# complexity of randomized gossiping

The gossiping problem in distributed systems is the following. We have a graph $G$ with $n$ vertices. Each vertex $v$ has a message $m_v$ that must be send to all nodes.

Now, my question is in the context of the ad-hoc network model (we assume that a node does not have any prior knowledge about the topology of the network, its in and out degrees, and the set of its neighbours. In fact the only knowledge of each node is its own identifier and the total number of nodes).

I also assume that all nodes have access to a global clock and work synchronously in discrete time steps called rounds.

The complexity of an algorithm in this context is the number of rounds needed for completion.

I remember that there exists an algorithm that solves the gossiping problem in $O(n \log ^2 n)$ rounds with high probability. But I cannot find the reference anymore, and I am wondering if there are more recent results on that matter.

edit following the judicious comment: at each round a node can transmit the message to all its neighbours and can receive the messages from them. A node will receive a message at a given round if and only if exactly one of its neighbours transmits at that round. Otherwise a collision occurs and none of the messages is received by the node.

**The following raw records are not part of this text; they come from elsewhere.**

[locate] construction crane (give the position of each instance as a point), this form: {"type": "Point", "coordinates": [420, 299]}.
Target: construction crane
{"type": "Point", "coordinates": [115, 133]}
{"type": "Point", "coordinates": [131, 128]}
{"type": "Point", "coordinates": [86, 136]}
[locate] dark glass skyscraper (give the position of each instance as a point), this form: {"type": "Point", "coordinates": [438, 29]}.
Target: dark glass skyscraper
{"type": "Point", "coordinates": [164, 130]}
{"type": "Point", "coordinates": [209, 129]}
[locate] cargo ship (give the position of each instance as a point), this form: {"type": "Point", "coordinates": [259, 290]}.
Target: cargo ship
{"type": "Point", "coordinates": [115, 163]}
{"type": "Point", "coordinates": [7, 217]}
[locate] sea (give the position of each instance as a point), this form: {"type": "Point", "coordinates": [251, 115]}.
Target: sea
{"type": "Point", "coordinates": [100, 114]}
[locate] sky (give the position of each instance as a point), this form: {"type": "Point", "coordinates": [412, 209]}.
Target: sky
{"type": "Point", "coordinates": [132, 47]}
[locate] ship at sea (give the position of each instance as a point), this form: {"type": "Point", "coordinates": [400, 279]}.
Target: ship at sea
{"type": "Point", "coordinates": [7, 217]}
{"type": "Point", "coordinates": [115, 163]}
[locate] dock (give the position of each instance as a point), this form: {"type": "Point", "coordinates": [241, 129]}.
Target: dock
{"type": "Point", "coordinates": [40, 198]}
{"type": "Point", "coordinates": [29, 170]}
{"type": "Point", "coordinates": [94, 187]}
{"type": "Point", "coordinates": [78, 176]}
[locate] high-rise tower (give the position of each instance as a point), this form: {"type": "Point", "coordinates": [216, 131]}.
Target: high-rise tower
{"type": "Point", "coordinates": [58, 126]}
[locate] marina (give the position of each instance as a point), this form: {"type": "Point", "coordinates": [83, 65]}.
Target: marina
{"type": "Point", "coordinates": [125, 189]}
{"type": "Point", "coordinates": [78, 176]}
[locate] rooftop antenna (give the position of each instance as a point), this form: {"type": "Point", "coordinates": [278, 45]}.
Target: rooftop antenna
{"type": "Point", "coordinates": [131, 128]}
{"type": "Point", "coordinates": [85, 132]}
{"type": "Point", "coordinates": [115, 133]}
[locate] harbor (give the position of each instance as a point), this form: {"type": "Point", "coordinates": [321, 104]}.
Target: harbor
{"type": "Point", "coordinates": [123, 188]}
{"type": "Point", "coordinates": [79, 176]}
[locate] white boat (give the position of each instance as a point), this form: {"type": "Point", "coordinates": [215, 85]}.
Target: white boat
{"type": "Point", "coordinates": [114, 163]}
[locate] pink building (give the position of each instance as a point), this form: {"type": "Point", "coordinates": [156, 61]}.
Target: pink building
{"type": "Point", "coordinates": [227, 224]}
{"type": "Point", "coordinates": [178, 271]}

• I guess you are assuming that in each round each node can send a message to only one neighbour? Otherwise the problem is trivial to solve in $O(n)$ rounds... Oct 25, 2010 at 11:46
• Oups, forgot to mention about that, I edited accordingly. Oct 25, 2010 at 12:39
• If a node $v$ has received messages $m_u$ and $m_w$ can it transmit $\{m_v,m_u,m_w\}$ in a single round or are transmitted messages limited to the size of one payload only? Oct 25, 2010 at 14:46
• Can nodes tell the difference between a collision and no one transmitting? Oct 25, 2010 at 14:49
• Is the connections graph an arbitrary strongly connected directed graph? Oct 25, 2010 at 14:54

## 2 Answers

I think the reference you are looking for is the paper "Broadcasting algorithms in radio networks with unknown topology" by Czumaj and Rytter. It seems this paper makes some improvements, but I think it depends on the specifics of the model.

• Yes, this is the paper I was looking for. Thank you ! Oct 25, 2010 at 16:34

How about the following algorithm: at round number $t$ every node transmits with probability $2^{-(t \mod \log n)}$, and chooses the message to transmit uniformly at random from among the messages it has received so far. Might that work?

Edit: never mind, this doesn't work. On the complete graph all the nodes would end up mostly retransmitting the same popular messages and many messages would never be received by any node other than the source. Maybe it would help if the nodes prefer to transmit messages they've received less frequently?